这是我的data.frame的头部,在r中的df。任何行或列都没有模式。
{
"keyOne": "String",
"keyTwo": 7,
"keyThree": {
"subKeyOne": "String",
"url": "String"
},
"arrayKey": [
{
"arrayKeyOne":"String",
"url": "String"
},
{
"arrayKeyOne":"String",
"url": "String"
}
],
"url":"String"
}
对于df $ Type ==" B"的每一行,我想用df $ Type ==" A"找到上一行和下一行,然后提取他们的&# 34; V1"和" V2"。
期望的输出,
Type SIZE V1 V2
A 1 5 7
B 1 NA NA
B 3 NA NA
B 4 NA NA
A 8 2 4
A 6 6 50
A 12 2 8
B 8 NA NA
A 9 51 63
A 11 93 70
非常感谢有人可以提供帮助,
答案 0 :(得分:1)
例如,首先存储type
为A
的索引...例如,
dat <- data.frame(type = c("A", "B", "B", "B", "A", "A", "A", "B", "A", "A"),
size = c(1, 1, 3, 4, 8, 6, 12, 8, 9, 11),
v1 = c(5, NA, NA, NA, 2, 6, 2, NA, 51, 93),
v2 = c(7, NA, NA, NA, 4, 50, 8, NA, 63, 70))
dat$idx <- 1:nrow(dat)
a_idx <- which(dat$type == "A")
b_idx <- which(dat$type == "B")
然后,您可以轻松找到最后一个/ {下一个B
>
和<
... sapply
,
new <- sapply(b_idx, function(x) {
lag_idx <- tail(a_idx[a_idx < x], 1)
lead_idx <- head(a_idx[a_idx > x], 1)
return (t(c(dat$v1[lag_idx], dat$v2[lag_idx],
dat$v1[lead_idx], dat$v2[lead_idx])))
}
)
new <- t(new)
new <- cbind(new, b_idx)
colnames(new) <- c("V1_Lag", "V2_Lag", "V1_Lead", "V2_Lead", "idx")

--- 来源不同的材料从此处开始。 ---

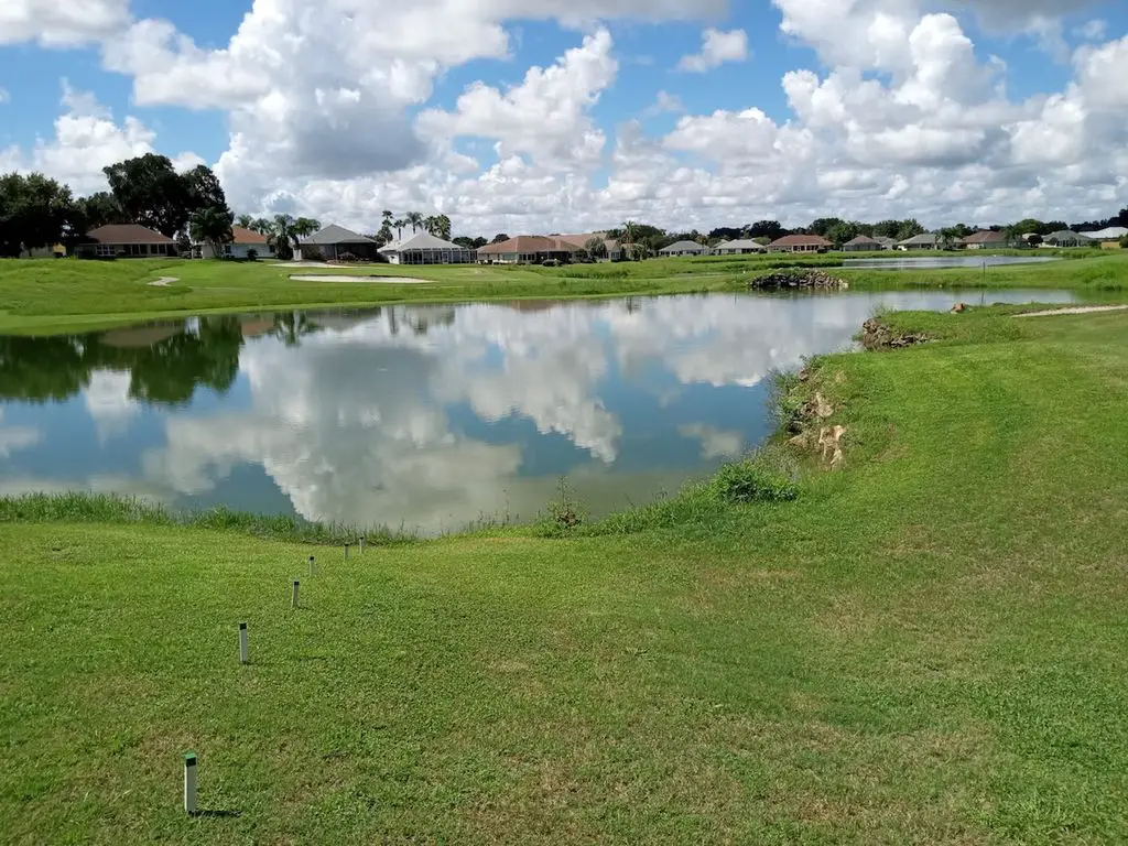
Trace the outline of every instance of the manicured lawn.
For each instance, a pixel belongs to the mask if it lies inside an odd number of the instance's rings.
[[[347,563],[6,504],[2,839],[1128,840],[1128,314],[890,319],[951,340],[819,363],[792,503]]]
[[[993,268],[990,287],[1128,289],[1128,253],[1063,250],[1067,261]],[[794,264],[834,266],[843,256],[667,258],[571,267],[430,266],[301,268],[271,262],[76,259],[0,261],[0,332],[47,333],[203,311],[279,310],[387,302],[563,299],[741,290],[748,279]],[[981,270],[840,271],[855,287],[978,287]],[[425,284],[302,282],[293,274],[411,276]],[[149,284],[161,276],[177,282]]]

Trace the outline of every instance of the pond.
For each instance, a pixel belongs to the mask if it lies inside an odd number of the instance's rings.
[[[879,306],[1067,292],[711,294],[201,317],[0,336],[0,493],[96,491],[423,534],[593,514],[763,442],[769,374]]]
[[[843,267],[884,271],[937,271],[948,267],[1004,267],[1012,264],[1060,262],[1054,256],[918,256],[916,258],[847,258]]]

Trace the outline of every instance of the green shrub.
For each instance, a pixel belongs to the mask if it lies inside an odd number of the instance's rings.
[[[795,472],[775,450],[760,450],[724,465],[710,482],[722,502],[790,502],[799,496]]]

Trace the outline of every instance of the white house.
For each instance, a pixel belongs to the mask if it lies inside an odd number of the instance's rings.
[[[395,244],[380,247],[389,264],[474,264],[476,249],[459,247],[430,232],[416,232]]]
[[[713,255],[715,256],[740,256],[747,253],[767,252],[767,247],[759,241],[754,241],[750,238],[738,238],[737,240],[725,241],[724,244],[717,244],[713,247]]]
[[[669,247],[658,250],[660,256],[700,256],[707,255],[708,248],[697,241],[675,241]]]
[[[235,236],[235,240],[223,245],[224,258],[250,258],[252,252],[254,252],[255,258],[274,257],[274,248],[266,243],[266,237],[254,229],[231,227],[231,235]],[[210,244],[193,244],[192,246],[199,249],[200,255],[204,258],[219,258]]]

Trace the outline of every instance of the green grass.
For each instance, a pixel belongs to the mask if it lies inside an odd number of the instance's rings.
[[[347,563],[5,503],[2,839],[1128,840],[1128,314],[885,319],[792,502]]]
[[[1073,261],[1052,265],[993,268],[990,287],[1128,289],[1128,253],[1061,250]],[[572,267],[430,266],[305,268],[301,273],[412,276],[425,284],[301,282],[290,267],[270,262],[146,259],[0,261],[0,333],[49,333],[135,323],[208,311],[261,311],[389,302],[451,302],[523,298],[624,297],[742,290],[749,277],[775,267],[835,266],[845,255],[714,256]],[[934,272],[841,271],[862,288],[891,285],[977,287],[979,270]],[[148,283],[160,276],[167,288]]]

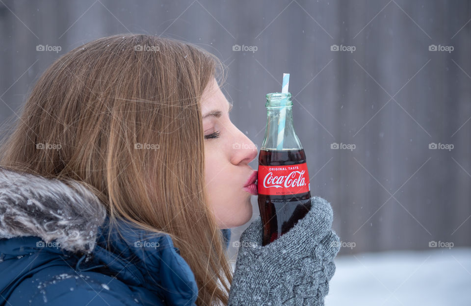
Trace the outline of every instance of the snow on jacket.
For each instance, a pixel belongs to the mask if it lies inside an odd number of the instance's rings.
[[[194,305],[194,276],[168,235],[121,221],[122,237],[108,220],[76,182],[0,168],[0,306]]]

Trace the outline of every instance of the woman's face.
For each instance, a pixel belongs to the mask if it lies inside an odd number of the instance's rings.
[[[257,148],[231,122],[231,107],[213,78],[203,93],[201,110],[206,187],[220,229],[240,226],[250,220],[252,194],[244,187],[256,172],[248,163],[257,157]]]

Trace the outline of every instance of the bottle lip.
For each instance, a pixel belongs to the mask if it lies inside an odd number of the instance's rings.
[[[269,93],[266,94],[266,100],[278,100],[287,98],[288,100],[291,99],[291,93],[288,92],[286,94],[283,93]]]
[[[266,94],[266,103],[265,105],[266,107],[284,107],[285,105],[282,105],[282,102],[286,101],[287,106],[291,106],[293,105],[293,102],[291,101],[291,93],[287,93],[275,92],[269,93]]]

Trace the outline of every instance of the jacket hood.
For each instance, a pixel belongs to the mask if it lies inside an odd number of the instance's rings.
[[[95,195],[76,181],[0,171],[0,238],[37,236],[90,252],[106,216]]]
[[[23,280],[58,264],[111,276],[173,305],[194,303],[194,276],[168,235],[124,221],[118,233],[108,221],[103,204],[76,181],[0,168],[0,294],[7,299]],[[222,231],[227,248],[230,230]]]

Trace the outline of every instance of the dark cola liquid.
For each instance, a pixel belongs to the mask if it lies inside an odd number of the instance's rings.
[[[304,162],[306,155],[304,149],[262,149],[259,155],[259,164],[262,166],[286,166]],[[287,232],[306,215],[311,209],[311,192],[279,196],[259,193],[258,202],[263,225],[262,245],[264,246]]]

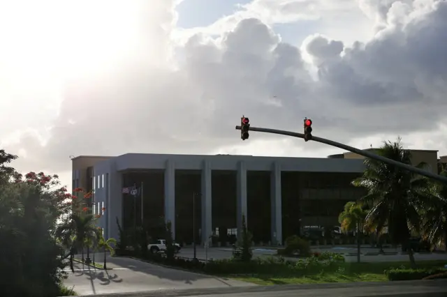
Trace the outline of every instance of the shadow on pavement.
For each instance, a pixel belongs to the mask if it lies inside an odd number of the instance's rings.
[[[101,285],[108,285],[110,282],[122,282],[122,278],[116,273],[111,273],[109,271],[102,269],[97,269],[93,267],[90,267],[88,265],[83,265],[80,263],[77,263],[73,265],[75,272],[72,273],[69,271],[69,275],[72,275],[75,277],[85,276],[87,280],[93,282],[94,280],[98,280]]]
[[[183,282],[185,284],[193,284],[193,282],[198,280],[207,278],[216,279],[222,282],[222,280],[210,275],[160,266],[129,257],[109,257],[108,261],[114,266],[126,268],[133,271],[147,273],[159,278],[168,279],[175,282]],[[229,284],[225,282],[222,282],[229,286]]]

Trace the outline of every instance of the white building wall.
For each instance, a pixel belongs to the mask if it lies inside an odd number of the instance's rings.
[[[247,172],[270,171],[272,174],[272,239],[281,243],[281,172],[358,172],[364,170],[362,160],[254,157],[247,155],[191,155],[129,153],[101,162],[94,166],[96,185],[95,202],[104,204],[105,211],[98,220],[105,229],[106,238],[119,239],[116,219],[122,226],[122,172],[131,169],[161,169],[165,170],[165,218],[173,223],[175,236],[175,169],[202,170],[203,242],[212,231],[211,172],[213,169],[237,172],[237,229],[240,234],[242,215],[247,220]],[[103,183],[103,175],[104,183]],[[73,172],[73,176],[77,174]],[[73,178],[75,179],[75,178]],[[100,207],[101,208],[101,207]],[[249,222],[247,222],[247,225]]]

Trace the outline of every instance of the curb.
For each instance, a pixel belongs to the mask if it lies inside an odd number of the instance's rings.
[[[73,262],[77,262],[77,263],[79,263],[79,264],[81,264],[87,265],[87,266],[89,266],[89,267],[91,267],[92,268],[95,268],[95,269],[99,269],[99,270],[101,270],[101,271],[110,271],[110,270],[112,270],[112,269],[113,269],[113,268],[107,268],[107,269],[104,269],[103,268],[100,268],[99,267],[96,267],[96,266],[94,266],[94,265],[92,265],[92,264],[87,264],[87,263],[82,263],[82,261],[78,260],[78,259],[73,259]]]

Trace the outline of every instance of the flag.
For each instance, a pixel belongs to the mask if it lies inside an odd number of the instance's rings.
[[[140,188],[136,188],[135,186],[133,186],[133,188],[131,189],[130,194],[135,197],[136,197],[137,196],[139,196],[140,193],[141,193]]]

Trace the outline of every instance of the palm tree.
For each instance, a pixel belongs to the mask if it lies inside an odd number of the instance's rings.
[[[117,240],[112,238],[105,239],[102,234],[100,234],[99,241],[98,242],[98,247],[99,249],[102,249],[104,251],[104,269],[107,269],[107,262],[106,262],[106,251],[109,251],[111,255],[113,255],[115,253],[115,250],[113,249],[113,246],[116,246]]]
[[[396,142],[384,142],[378,155],[404,164],[411,164],[411,154],[402,148],[400,139]],[[412,229],[418,230],[420,217],[418,203],[427,197],[428,181],[412,172],[367,158],[366,169],[362,176],[353,181],[365,188],[367,194],[360,200],[370,209],[365,218],[367,226],[375,225],[380,233],[388,226],[388,234],[395,244],[409,246],[409,257],[416,266],[409,240]],[[418,167],[425,165],[420,164]]]
[[[62,242],[68,242],[72,238],[73,245],[82,250],[82,259],[84,261],[84,248],[89,247],[89,241],[94,244],[98,241],[99,232],[94,225],[95,218],[91,214],[73,212],[64,223],[57,227],[57,238]],[[87,259],[89,259],[87,250]]]
[[[441,173],[447,176],[447,172]],[[447,185],[434,182],[428,189],[429,199],[421,201],[422,235],[432,244],[444,242],[447,252]]]
[[[356,229],[357,230],[357,262],[360,261],[360,233],[363,230],[365,218],[367,212],[363,210],[362,206],[356,202],[348,202],[344,206],[344,210],[338,217],[338,221],[342,224],[342,230],[347,231]]]

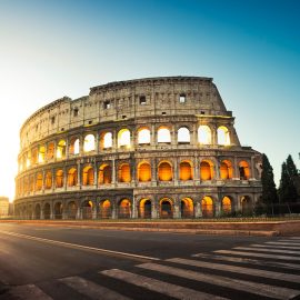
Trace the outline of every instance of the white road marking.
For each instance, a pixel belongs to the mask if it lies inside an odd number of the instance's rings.
[[[300,290],[292,290],[287,288],[278,288],[274,286],[258,283],[258,282],[250,282],[246,280],[232,279],[221,276],[212,276],[206,274],[201,272],[194,272],[190,270],[182,270],[173,267],[162,266],[158,263],[143,263],[137,266],[142,269],[158,271],[161,273],[172,274],[176,277],[182,277],[191,280],[197,280],[201,282],[207,282],[214,286],[221,286],[239,291],[246,291],[254,294],[260,294],[264,297],[270,297],[273,299],[291,299],[298,294],[300,294]]]
[[[88,296],[91,299],[99,300],[130,300],[131,298],[124,297],[113,290],[93,283],[92,281],[86,280],[81,277],[67,277],[61,278],[59,281],[74,289],[76,291]]]
[[[211,300],[211,299],[227,299],[209,293],[204,293],[201,291],[196,291],[192,289],[183,288],[180,286],[176,286],[172,283],[163,282],[153,278],[134,274],[128,271],[119,270],[119,269],[111,269],[101,271],[100,273],[104,276],[109,276],[111,278],[117,278],[120,280],[123,280],[126,282],[132,283],[138,287],[146,288],[151,291],[160,292],[170,297],[173,297],[176,299],[182,299],[182,300]]]

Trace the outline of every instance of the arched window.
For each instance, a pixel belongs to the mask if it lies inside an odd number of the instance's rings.
[[[199,127],[198,141],[200,144],[211,144],[211,130],[208,126]]]
[[[150,143],[150,130],[148,128],[142,128],[139,130],[138,142],[139,144]]]
[[[191,136],[190,136],[190,130],[186,127],[181,127],[178,129],[178,142],[180,143],[190,143],[191,141]]]
[[[171,163],[163,161],[159,164],[158,169],[160,181],[171,181],[173,179]]]
[[[230,144],[229,130],[224,126],[221,126],[218,128],[218,144],[222,144],[222,146]]]
[[[142,162],[138,167],[138,179],[141,182],[151,180],[151,166],[148,162]]]
[[[158,142],[163,142],[163,143],[170,143],[171,142],[171,133],[169,128],[167,127],[161,127],[158,130]]]
[[[192,168],[188,161],[181,161],[179,164],[179,179],[180,180],[192,180]]]
[[[130,131],[128,129],[121,129],[118,132],[118,147],[130,147]]]
[[[84,138],[83,142],[83,151],[84,152],[90,152],[94,150],[94,136],[93,134],[88,134]]]

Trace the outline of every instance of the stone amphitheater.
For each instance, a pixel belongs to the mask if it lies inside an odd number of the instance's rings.
[[[118,81],[39,109],[20,130],[23,219],[249,214],[261,154],[242,147],[211,78]]]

merge(dat, new, all = TRUE)
idx type size v1 v2 V1_Lag V2_Lag V1_Lead V2_Lead
1 1 A 1 5 7 NA NA NA NA
2 2 B 1 NA NA 5 7 2 4
3 3 B 3 NA NA 5 7 2 4
4 4 B 4 NA NA 5 7 2 4
5 5 A 8 2 4 NA NA NA NA
6 6 A 6 6 50 NA NA NA NA
7 7 A 12 2 8 NA NA NA NA
8 8 B 8 NA NA 2 8 51 63
9 9 A 9 51 63 NA NA NA NA
10 10 A 11 93 70 NA NA NA NA
答案 1 :(得分:1)
使用此数据
dat <- data.frame(
type = c("A", "B", "B", "B", "A", "A", "A", "B", "A", "A"),
size = c(1, 1, 3, 4, 8, 6, 12, 8, 9, 11),
v1 = c(5, NA, NA, NA, 2, 6, 2, NA, 51, 93),
v2 = c(7, NA, NA, NA, 4, 50, 8, NA, 63, 70),
stringsAsFactors = FALSE
)
计算&#39;游程长度编码&#39; type
列
r <- rle(dat$type)
与
> r
Run Length Encoding
lengths: int [1:5] 1 3 3 1 2
values : chr [1:5] "A" "B" "A" "B" "A"
(即,1A,然后是3B,3A,1B和2A)。滞后值的指数是
lag <- setdiff(
cumsum(r$lengths)[r$values == "A"],
nrow(dat) # ignore "A" value at end of column
)
需要复制每个滞后值,新值v1lag
填充为
value <- rep(dat$v1[lag], r$length[r$value == "B"])
类似的故事与主导价值
一起发挥作用lead <- pmin(
cumsum(r$lengths)[r$values == "B"] + 1L,
nrow(dat) # ignore "B" value at end of column
)
value <- rep(dat$v1[lead], r$length[r$value == "B"])
具体问题的实施是
mm <- function(df) {
r <- rle(df$type)
lag <- setdiff(cumsum(r$lengths)[r$values == "A"], nrow(df))
lead <- pmin(cumsum(r$lengths)[r$values == "B"] + 1L, nrow(df))
len <- r$length[r$value == "B"]
idx <- df$type == "B"
df$v1_lag[idx] <- rep(df$v1[lag], len)
df$v2_lag[idx] <- rep(df$v2[lag], len)
df$v1_lead[idx] <- rep(df$v1[lead], len)
df$v2_lead[idx] <- rep(df$v2[lead], len)
df
}
这比erocoar的解决方案更快,更强大。